סמינר ארצי בפיזיקה גרעינית

Zoom: https://us02web.zoom.us/j/81348832564?pwd=km3avb64d8IYJosbn1tubHZV9s5yCx.1

PROGRAM:

14:00 - 14:30 - Refreshments

14:30 - 15:30 - Tribute to Henry Primakoff: Tests of Chiral Perturbation Theory via Primakoff Reactions, Murray Moinester, Tel Aviv University

Abstract: I review experimental tests of three-flavor (u,d,s) chiral perturbation theory (ChPT). These include measurements of pion and kaon polarizabilities, the chiral anomaly amplitudes for processes such as γ→πππ, γ→ππη and γ→KKπ, as well as the lifetimes of the neutral pion and eta.

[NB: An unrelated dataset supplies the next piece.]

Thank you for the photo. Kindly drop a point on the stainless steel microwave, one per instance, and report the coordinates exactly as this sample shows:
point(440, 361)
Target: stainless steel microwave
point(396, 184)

These observables are extracted primarily through ultra-peripheral Primakoff scattering of high-energy particles from virtual photons in the Coulomb field of nuclei. Comparing data to two-flavor and three-flavor predictions allows us to evaluate how well ChPT describes light meson dynamics and the role of the strange quark in spontaneous chiral symmetry breaking.

15:30 - 16:00 - Coffee break

16:00 - 17:00 -  Measurement of the 12C(p, 2p)11B Quasi-Elastic Knockout Reaction in Inverse Kinematics at High Momentum Transfer, Goran Johansson, Tel Aviv University

Abstract: In this talk, I will present two experiments performed at the Joint Institute for Nuclear Research (JINR) in Dubna, Russia, investigating quasi-elastic proton knockout in inverse kinematics.

In the first experiment (2018), we demonstrated that tagging the residual (A-1) fragment, 11B in our case, strongly suppresses contributions from initial- and final-state interactions (ISI/FSI). Significant re-scattering of the incoming or outgoing protons typically leads to breakup of the residual fragment, making the detection of an intact residual nucleus an effective signature for clean quasi-elastic knockout events.

An open question in nuclear physics is the origin of the observed quenching of the spectroscopic strength relative to the Independent Particle Model (IPM) prediction. At low momentum transfer, both electron- and hadron-induced knockout measurements have consistently reported quenching values of approximately 60% across a broad range of nuclei. This reduction is commonly attributed to a combination of nuclear correlations — both short- and long-range — and reaction mechanism effects.

At higher momentum transfer, however, electron-scattering experiments have shown evidence for a substantial restoration of the single-particle strength, with extracted values approaching 90%. In a follow-up experiment (2022), we measured the absolute cross section of the same reaction and compared it to Independent Particle Model calculations. A quenching factor of 96±5% was extracted, consistent with the high-momentum-transfer electron-scattering results. This probe-independent behavior provides important constraints on the interpretation of spectroscopic strength and opens the door to improved theoretical descriptions of quasi-elastic knockout reactions.